Art school makes a difference, especially the good ones. They teach people a wealth of skills that do take years of study whether you get them in classes the way you were used to getting information as a kid, or get them on your own by trial and error supplemented with books and articles. If art could not be taught, an entire industry of art instruction would dry up and vanish.
Art skills can be taught. Anyone who has mastered them can communicate effectively using images. Whether they sell has to do with whether the people who like them and want them have any spending money to buy art. Any good critique will give you new art skills, that's what it's for.
See through the mind games. Shut down the voices of the past. Most people get shut down about art very early in school, it's one of the nastiest things school does to people. The kids whose parents wanted their kid to have Art Talent who actually did enjoy drawing were the ones who wound up labeled Talented.
They got singled out early and pounded for it regularly, that was me. At the same time I got that same flavor of discouragement over my writing even though I could tell that I was equally precocious about it. You can see a difference in skill level if the other kids are having trouble composing a real sentence and your essay was three paragraphs that made sense and had multiple complex sentences well constructed.

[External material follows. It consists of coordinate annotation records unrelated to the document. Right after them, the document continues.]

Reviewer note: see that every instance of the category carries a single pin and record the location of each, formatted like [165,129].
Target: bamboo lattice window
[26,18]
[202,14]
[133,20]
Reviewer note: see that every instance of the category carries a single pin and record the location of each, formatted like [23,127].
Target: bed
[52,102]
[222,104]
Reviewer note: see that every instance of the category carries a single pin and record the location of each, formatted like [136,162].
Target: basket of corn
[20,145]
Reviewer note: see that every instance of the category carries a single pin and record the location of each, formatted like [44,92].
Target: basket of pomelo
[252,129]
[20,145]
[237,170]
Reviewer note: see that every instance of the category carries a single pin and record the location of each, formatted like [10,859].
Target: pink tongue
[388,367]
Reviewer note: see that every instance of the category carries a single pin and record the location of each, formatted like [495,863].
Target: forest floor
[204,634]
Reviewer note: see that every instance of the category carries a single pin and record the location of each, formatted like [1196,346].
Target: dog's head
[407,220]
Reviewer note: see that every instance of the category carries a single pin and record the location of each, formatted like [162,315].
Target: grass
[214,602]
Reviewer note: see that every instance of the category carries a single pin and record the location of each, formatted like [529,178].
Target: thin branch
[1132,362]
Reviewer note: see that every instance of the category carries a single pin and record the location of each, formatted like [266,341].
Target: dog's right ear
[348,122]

Everyone else got told they couldn't draw, pressured into the belief that if they tried they would be laughed at and picked on for arrogantly believing in themselves. What that did was make kids compliant and obedient, dulled them down so that they wouldn't spend all of Geography period doing studies of palm trees instead of studying the map of Egypt.
So this same process of filtering out real critique from personal criticism, especially that intended to discourage you from even trying art, has to be applied to childhood memory as well. I had to think it through about both my art and my writing.

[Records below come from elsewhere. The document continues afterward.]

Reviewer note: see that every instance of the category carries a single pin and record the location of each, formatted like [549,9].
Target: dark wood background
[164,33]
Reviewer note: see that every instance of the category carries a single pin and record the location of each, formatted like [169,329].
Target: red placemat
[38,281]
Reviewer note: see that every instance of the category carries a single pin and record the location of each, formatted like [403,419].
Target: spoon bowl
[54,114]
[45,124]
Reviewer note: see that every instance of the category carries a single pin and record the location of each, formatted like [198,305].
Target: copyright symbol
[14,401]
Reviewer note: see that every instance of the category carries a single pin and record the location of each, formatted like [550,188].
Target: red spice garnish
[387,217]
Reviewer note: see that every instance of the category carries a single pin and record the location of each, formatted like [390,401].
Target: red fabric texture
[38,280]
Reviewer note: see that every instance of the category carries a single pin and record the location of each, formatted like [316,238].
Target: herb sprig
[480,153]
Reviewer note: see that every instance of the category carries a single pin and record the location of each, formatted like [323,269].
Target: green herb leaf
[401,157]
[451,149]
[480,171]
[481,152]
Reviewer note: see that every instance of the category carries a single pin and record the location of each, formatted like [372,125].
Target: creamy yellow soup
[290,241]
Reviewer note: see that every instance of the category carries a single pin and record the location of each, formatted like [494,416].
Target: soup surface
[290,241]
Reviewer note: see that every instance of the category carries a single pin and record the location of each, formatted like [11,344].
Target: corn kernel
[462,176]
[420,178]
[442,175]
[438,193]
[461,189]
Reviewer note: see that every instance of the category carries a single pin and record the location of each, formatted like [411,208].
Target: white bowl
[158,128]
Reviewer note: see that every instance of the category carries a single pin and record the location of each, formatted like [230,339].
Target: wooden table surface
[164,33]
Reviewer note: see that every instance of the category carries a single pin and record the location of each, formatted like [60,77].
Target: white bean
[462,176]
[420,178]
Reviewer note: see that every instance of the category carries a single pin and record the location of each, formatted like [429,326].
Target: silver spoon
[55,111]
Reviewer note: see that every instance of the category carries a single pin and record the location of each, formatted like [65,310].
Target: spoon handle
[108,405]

I discovered through some journal and introspection that every adult who discouraged my writing and encouraged my art had some reason to prefer the idea of my being an artist and hate the idea of my being a writer. It's a long personal story. It took many years of journaling to really sort out all of it -- just for one example, I was a non-Catholic kid in a Catholic school.
A public school English teacher probably would've encouraged my writing on sight of the first essay and been happy I was interested in the subject. But that school had very set dogma and ideas that it was teaching and my beliefs contradicted them. I couldn't help being a heretic as soon as I put any sentence down on paper. It took being an adult to even understand half the Protestant heresies that shocked them so much.
Something like that, I stand back and don't blame them. I understand why they felt that way and agree to disagree. They're not in charge of how I spend my life. I am. I have to be responsible for what I do with it and I proved all of them wrong when I did start selling stories and articles. I was good enough to learn and I'm good enough to do it.
This is true of any of the arts. If you would rather be a musician than an artist, follow that dream. Just don't let people who have their own reasons to make you feel small and discourage you from expressing yourself have their way -- it's brainless to actually agree with them and hurt yourself. It won't please the control freaks and it won't enrich your life.
Someone giving real critique will cheer when you improve.
So be critical of the criticism -- sort it carefully because useful critique will accelerate your growth. It'll solve so many of the conundrums that drive you nuts, like how to mix purple or how to get a clean line or how to make clouds that don't look like cotton balls.
When you're feeling down, paint something to express it and then move on. Chances are when you're done painting your feelings, the process of painting was so much fun that you're happily distracted into thinking about color and blending and texture instead anyway.